Infine Dans ma maison, l'altro visto da sé e viceversa, il contenitore trasportabile a contenuto invariabile, occasione per riprendere le fila, sostare, riallacciare qualche nodo spezzato senza però abbassare la posta in gioco. Dentro alla scatola ci sono le Ariette, ci sono loro, ancora il loro teatro, i loro campi e spinaci, il vino catartico e le tigelle estetiche, ma fuori non ci siamo più solo noi: ci sono anche Piret e i suoi artigiani, che ricreano un microcosmo che parla da solo, con biciclette che azionano macine, piani superiori praticabili per conigli, piantine, piogge che di artificiale sembrano non avere nulla. Stefano Pasquini questa volta canta di una stanza che non ha più pareti, sempre con la fedele chitarra e la voce profonda, scende ad aprire una botola che rivela un pompa idraulica, si monda il viso, torna di nuovo la pioggia, l'ultima pioggia che ci sarà dato di vedere pensando al Bob Dylan di Bestie o forse una pioggia che cade semplicemente sui pensieri, nella Milano cantata da Vinicio Capossela, penso io. C'è anche il francese, lingua madre del debutto che sporca l'emiliano delle Ariette, ci sono canzoni d'amore in inglese che accompagnano una relazione che a tratti non si può raccontare, come non si può raccontare perché «quegli anni fra il 2001 e il 2003» siano stati così difficili.

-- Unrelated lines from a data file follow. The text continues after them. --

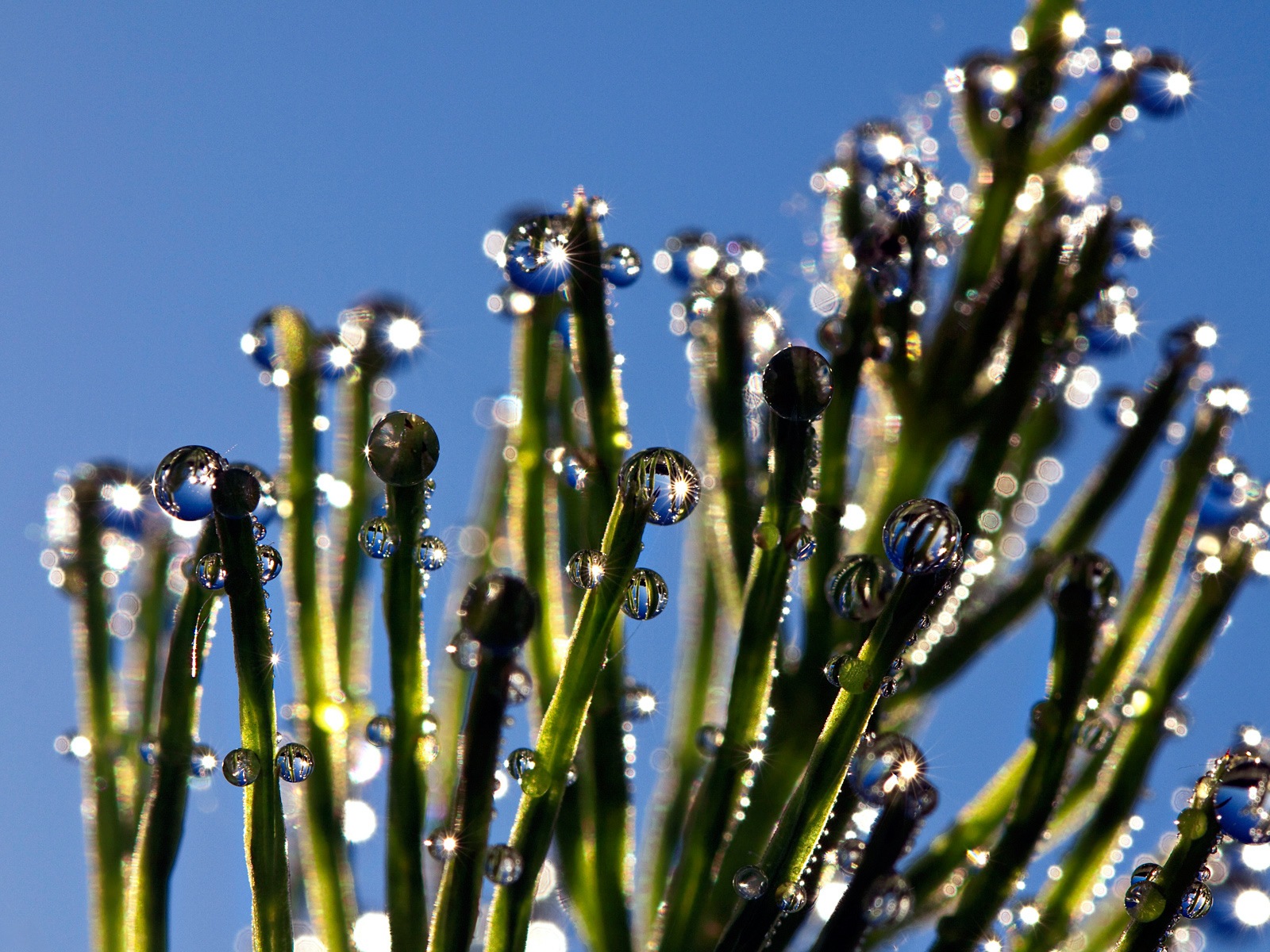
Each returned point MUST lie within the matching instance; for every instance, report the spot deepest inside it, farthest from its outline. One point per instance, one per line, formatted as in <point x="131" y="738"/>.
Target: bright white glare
<point x="404" y="334"/>
<point x="371" y="933"/>
<point x="360" y="820"/>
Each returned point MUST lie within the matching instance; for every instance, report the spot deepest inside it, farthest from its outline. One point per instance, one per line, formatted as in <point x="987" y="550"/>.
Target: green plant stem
<point x="454" y="920"/>
<point x="356" y="395"/>
<point x="408" y="673"/>
<point x="987" y="890"/>
<point x="564" y="719"/>
<point x="1184" y="647"/>
<point x="327" y="875"/>
<point x="95" y="696"/>
<point x="1080" y="524"/>
<point x="715" y="801"/>
<point x="800" y="829"/>
<point x="163" y="816"/>
<point x="264" y="831"/>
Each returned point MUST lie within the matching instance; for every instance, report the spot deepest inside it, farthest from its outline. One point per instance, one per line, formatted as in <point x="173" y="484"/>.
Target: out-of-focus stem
<point x="264" y="831"/>
<point x="163" y="816"/>
<point x="408" y="673"/>
<point x="327" y="875"/>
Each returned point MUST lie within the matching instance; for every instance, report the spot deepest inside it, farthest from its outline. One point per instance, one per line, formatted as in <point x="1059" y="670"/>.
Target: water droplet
<point x="893" y="765"/>
<point x="667" y="480"/>
<point x="1083" y="585"/>
<point x="520" y="685"/>
<point x="849" y="673"/>
<point x="791" y="896"/>
<point x="503" y="865"/>
<point x="379" y="730"/>
<point x="859" y="587"/>
<point x="537" y="254"/>
<point x="1145" y="901"/>
<point x="202" y="761"/>
<point x="431" y="555"/>
<point x="586" y="568"/>
<point x="802" y="543"/>
<point x="850" y="852"/>
<point x="645" y="596"/>
<point x="1242" y="800"/>
<point x="798" y="384"/>
<point x="749" y="882"/>
<point x="403" y="448"/>
<point x="235" y="493"/>
<point x="888" y="900"/>
<point x="441" y="844"/>
<point x="295" y="763"/>
<point x="639" y="702"/>
<point x="922" y="536"/>
<point x="1198" y="901"/>
<point x="378" y="537"/>
<point x="210" y="571"/>
<point x="709" y="739"/>
<point x="241" y="767"/>
<point x="184" y="479"/>
<point x="622" y="266"/>
<point x="499" y="611"/>
<point x="271" y="562"/>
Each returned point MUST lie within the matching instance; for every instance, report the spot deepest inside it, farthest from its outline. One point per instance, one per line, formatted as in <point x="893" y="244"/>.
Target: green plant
<point x="812" y="482"/>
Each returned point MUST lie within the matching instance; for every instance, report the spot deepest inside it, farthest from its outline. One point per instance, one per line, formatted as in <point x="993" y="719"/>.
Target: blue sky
<point x="168" y="175"/>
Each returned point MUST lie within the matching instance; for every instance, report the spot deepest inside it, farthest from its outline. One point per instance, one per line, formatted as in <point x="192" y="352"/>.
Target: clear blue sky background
<point x="168" y="175"/>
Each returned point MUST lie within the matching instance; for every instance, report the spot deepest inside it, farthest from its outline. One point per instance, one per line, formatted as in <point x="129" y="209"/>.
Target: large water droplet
<point x="378" y="537"/>
<point x="859" y="587"/>
<point x="403" y="448"/>
<point x="798" y="384"/>
<point x="645" y="596"/>
<point x="922" y="536"/>
<point x="210" y="571"/>
<point x="667" y="480"/>
<point x="184" y="479"/>
<point x="586" y="568"/>
<point x="503" y="865"/>
<point x="379" y="730"/>
<point x="431" y="555"/>
<point x="271" y="562"/>
<point x="749" y="882"/>
<point x="241" y="767"/>
<point x="295" y="763"/>
<point x="1083" y="585"/>
<point x="622" y="264"/>
<point x="499" y="611"/>
<point x="537" y="254"/>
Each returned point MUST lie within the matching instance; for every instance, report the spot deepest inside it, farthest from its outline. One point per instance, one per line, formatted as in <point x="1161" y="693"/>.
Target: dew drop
<point x="403" y="448"/>
<point x="622" y="266"/>
<point x="271" y="562"/>
<point x="431" y="555"/>
<point x="922" y="536"/>
<point x="498" y="611"/>
<point x="183" y="482"/>
<point x="241" y="767"/>
<point x="749" y="882"/>
<point x="379" y="730"/>
<point x="586" y="568"/>
<point x="667" y="480"/>
<point x="295" y="763"/>
<point x="791" y="896"/>
<point x="859" y="587"/>
<point x="798" y="384"/>
<point x="503" y="865"/>
<point x="378" y="537"/>
<point x="645" y="596"/>
<point x="210" y="571"/>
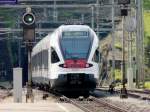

Quello del Théâtre de Chambre è uno sguardo che ripensa la scena, la sposta, provocando l'ossimoro di una autoriflessività esterna, che questa volta torna autobiografia in più di ora preservando la direzione intrapresa da Bestie, o forse edificando un muro di una casa che si voleva già pronta allo spettacolo precedente.
Non è facile capire come e perché gli spettacoli delle Ariette mi abbiano sempre colpito allo stomaco, senza possibilità di fuga, ebete di fronte al racconto e al teatro. A volte rileggo passi di recensioni e saggi scritti da penne esperte. Anche lì non ci trovo nulla, al momento di affondare il colpo, completata l'analisi, esaminata la struttura, evocati i rimandi, manca sempre un passaggio. Perché sentiamo le Ariette vicine? Perché il loro teatro che parte dal particolare trapassa in universale? Cosa succede, cosa avviene, come si trasfigura la materia individuale in racconto che si trasmette? Ovviamente la risposta non ce l'ho neppure io. Immagino che di mezzo ci sia la rappresentazione, quello spazio che sta tra l'arrivo degli spettatori e la sigaretta fumata mentre scorrono le visioni appena concluse. Ma allora di mezzo ci sono anche loro e ci siamo anche di nuovo noi, spettacolo-artista-spettatore formano una massa unica, che non avrebbe senso separare, che dissolve i soggetti e gli oggetti in un momentaneo flusso che scivola verso l'informe scorrere delle cose. Finito il tempo delle lacrime, spostata fuori la riflessione, alle Ariette si prospetta una scommessa alta, del resto l'unica che valga ancora la pena lanciare per rimettere in circolo un senso di quello che continuiamo a chiamare teatro.